Jangan Diam
JANGAN DIAM
Oleh : Abu Fadhel Majalengka
Kemungkaran yang merajalela dan tersebar dengan begitu masif, tidak bisa dibiarkan. Baik itu kesyirikan, bid'ah, khurafat dan maksiat-maksiat lainnya. Kita harus memberikan peringatan sekemampuan kita. Kalau mampu dengan tangan, ya dengan tangan. Kalau mampu dengan lisan, ya dengan lisan.
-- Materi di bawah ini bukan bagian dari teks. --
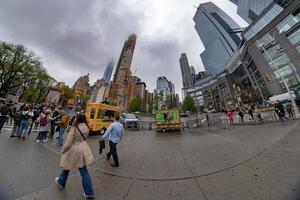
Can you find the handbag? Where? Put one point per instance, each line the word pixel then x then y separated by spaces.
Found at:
pixel 101 146
pixel 88 155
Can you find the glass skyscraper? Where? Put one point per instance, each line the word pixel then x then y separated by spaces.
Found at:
pixel 214 27
pixel 185 71
pixel 108 73
pixel 250 9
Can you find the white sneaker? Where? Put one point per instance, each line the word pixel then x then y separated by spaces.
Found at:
pixel 60 187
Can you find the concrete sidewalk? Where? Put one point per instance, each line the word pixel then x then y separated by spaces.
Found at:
pixel 249 162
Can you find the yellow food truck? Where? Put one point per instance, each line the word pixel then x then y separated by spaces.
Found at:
pixel 100 116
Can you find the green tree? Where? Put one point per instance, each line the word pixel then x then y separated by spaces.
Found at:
pixel 84 100
pixel 37 90
pixel 135 105
pixel 189 104
pixel 21 70
pixel 155 102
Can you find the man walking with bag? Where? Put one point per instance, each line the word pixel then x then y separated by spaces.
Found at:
pixel 114 133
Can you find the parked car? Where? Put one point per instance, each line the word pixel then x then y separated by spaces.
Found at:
pixel 129 120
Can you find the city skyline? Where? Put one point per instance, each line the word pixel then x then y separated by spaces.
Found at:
pixel 76 44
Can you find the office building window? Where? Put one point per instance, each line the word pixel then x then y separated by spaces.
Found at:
pixel 284 71
pixel 289 22
pixel 261 23
pixel 284 3
pixel 281 60
pixel 267 41
pixel 252 68
pixel 295 39
pixel 252 15
pixel 247 59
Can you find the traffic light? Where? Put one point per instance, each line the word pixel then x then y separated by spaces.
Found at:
pixel 268 77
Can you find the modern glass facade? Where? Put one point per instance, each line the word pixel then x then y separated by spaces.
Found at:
pixel 213 26
pixel 186 74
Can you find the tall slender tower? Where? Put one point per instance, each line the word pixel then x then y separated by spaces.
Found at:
pixel 120 89
pixel 185 71
pixel 108 72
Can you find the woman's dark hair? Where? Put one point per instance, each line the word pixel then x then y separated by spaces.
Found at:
pixel 80 118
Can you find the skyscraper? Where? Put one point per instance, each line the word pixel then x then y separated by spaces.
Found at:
pixel 108 72
pixel 213 26
pixel 250 9
pixel 185 71
pixel 120 89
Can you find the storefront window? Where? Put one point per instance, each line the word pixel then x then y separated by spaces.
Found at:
pixel 281 60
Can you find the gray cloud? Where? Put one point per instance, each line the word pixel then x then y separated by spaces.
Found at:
pixel 75 37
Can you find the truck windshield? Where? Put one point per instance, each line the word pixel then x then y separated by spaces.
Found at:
pixel 130 116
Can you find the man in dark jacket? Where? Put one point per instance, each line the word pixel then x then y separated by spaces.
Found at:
pixel 5 112
pixel 54 115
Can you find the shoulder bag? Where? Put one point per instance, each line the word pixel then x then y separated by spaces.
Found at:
pixel 88 155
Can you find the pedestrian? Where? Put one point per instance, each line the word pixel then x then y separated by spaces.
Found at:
pixel 16 115
pixel 241 114
pixel 250 112
pixel 77 154
pixel 114 133
pixel 289 109
pixel 5 113
pixel 279 109
pixel 54 116
pixel 45 125
pixel 258 114
pixel 37 121
pixel 25 120
pixel 230 116
pixel 33 119
pixel 63 123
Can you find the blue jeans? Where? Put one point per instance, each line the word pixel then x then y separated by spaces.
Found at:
pixel 42 135
pixel 61 135
pixel 85 177
pixel 23 127
pixel 3 119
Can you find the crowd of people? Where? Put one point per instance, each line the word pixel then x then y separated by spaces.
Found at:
pixel 255 115
pixel 44 119
pixel 75 152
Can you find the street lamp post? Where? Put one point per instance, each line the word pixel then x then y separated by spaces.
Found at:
pixel 297 114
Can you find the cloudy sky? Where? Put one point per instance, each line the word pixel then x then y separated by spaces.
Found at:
pixel 76 37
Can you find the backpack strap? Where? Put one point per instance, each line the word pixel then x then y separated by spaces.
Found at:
pixel 80 133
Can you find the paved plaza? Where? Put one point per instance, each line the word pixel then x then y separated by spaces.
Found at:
pixel 237 163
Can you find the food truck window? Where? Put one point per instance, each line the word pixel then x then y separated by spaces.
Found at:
pixel 100 114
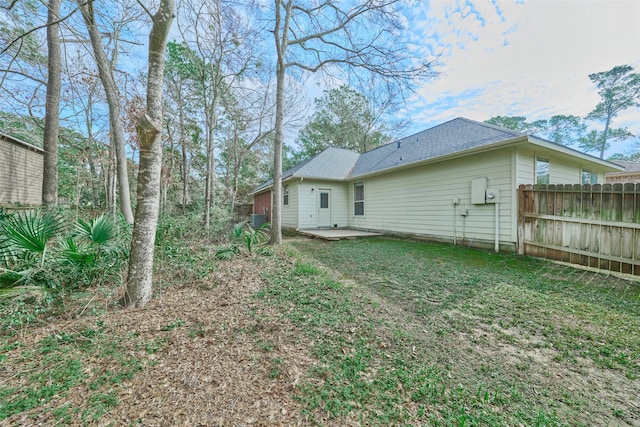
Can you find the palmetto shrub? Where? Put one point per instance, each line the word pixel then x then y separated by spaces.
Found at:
pixel 245 238
pixel 45 249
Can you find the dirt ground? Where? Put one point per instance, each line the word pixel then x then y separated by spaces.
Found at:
pixel 210 372
pixel 213 367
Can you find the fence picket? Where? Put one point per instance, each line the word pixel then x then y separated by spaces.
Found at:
pixel 594 225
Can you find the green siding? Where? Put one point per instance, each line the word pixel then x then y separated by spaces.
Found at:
pixel 420 200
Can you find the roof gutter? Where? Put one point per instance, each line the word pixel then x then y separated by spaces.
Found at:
pixel 450 156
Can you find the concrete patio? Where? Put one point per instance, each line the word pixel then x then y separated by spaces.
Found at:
pixel 336 233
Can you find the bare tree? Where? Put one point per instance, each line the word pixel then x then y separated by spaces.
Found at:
pixel 52 115
pixel 139 284
pixel 223 39
pixel 105 71
pixel 311 36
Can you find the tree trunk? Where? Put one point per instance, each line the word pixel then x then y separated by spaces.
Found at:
pixel 105 72
pixel 139 284
pixel 276 204
pixel 52 114
pixel 605 135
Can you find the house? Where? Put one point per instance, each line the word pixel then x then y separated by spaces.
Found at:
pixel 631 173
pixel 21 169
pixel 456 182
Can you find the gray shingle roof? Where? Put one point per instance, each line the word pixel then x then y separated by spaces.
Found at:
pixel 628 166
pixel 448 138
pixel 332 163
pixel 452 137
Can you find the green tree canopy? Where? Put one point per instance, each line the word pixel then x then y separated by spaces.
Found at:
pixel 619 89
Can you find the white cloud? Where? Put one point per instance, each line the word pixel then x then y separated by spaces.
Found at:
pixel 530 59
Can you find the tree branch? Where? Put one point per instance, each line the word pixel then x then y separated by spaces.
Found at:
pixel 21 36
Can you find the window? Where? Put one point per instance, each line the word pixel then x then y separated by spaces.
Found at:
pixel 589 177
pixel 358 198
pixel 542 170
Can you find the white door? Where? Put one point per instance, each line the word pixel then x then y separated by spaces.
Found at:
pixel 324 207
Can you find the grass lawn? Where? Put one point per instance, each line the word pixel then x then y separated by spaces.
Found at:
pixel 417 333
pixel 357 332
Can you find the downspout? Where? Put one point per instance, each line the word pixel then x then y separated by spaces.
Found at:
pixel 497 238
pixel 298 202
pixel 455 233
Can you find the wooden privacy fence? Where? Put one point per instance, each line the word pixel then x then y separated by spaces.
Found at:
pixel 592 225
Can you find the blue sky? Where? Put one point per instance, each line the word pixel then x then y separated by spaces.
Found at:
pixel 527 58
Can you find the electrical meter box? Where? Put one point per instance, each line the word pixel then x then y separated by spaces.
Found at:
pixel 491 195
pixel 478 191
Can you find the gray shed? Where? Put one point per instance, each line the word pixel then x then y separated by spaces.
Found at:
pixel 21 169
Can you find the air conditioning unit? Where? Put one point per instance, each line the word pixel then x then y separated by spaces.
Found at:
pixel 257 220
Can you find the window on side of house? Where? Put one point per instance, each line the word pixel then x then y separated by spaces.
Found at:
pixel 589 177
pixel 358 198
pixel 542 170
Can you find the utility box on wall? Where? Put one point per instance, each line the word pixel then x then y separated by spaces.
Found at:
pixel 478 191
pixel 491 195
Kalau tidak mampu dengan tangan dan lisan, ya minimal membenci kemungkaran tersebut.
Rasulullah Shallallahu ‘alaihi wa sallam.
مَنْ رَأَى مِنْكُمْ مُنْكَرًا فَلْيُغَيِّرْهُ بِيَدِهِ فَإِنْ لَمْ يَسْتَطِعْ فَبِلِسَانِهِ فَإِنْ لَمْ يَسْتَطِعْ فَبِقَلْبِهِ وَذَلِكَ أَضْعَفُ الإِيمَانِ
“Barang siapa yang melihat satu kemungkaran, maka rubahlah dengan tangannya, jika tidak mampu maka dengan lisannya dan jika tidak mampu maka dengan hatinya, dan itu selemah-lemahnya iman”. [HR. Muslim].
Jika ada pelaku kemungkaran, lantas kita diam saja, membiarkan kemungkaran itu terjadi, lama kelamaan mereka akan menganggap, bahwa itu bukan sesuatu yang tercela. Mereka akan menganggap, bahwa itu suatu kebenaran. Mereka akan bertambah yakin, bahwa itu sesuatu yang baik.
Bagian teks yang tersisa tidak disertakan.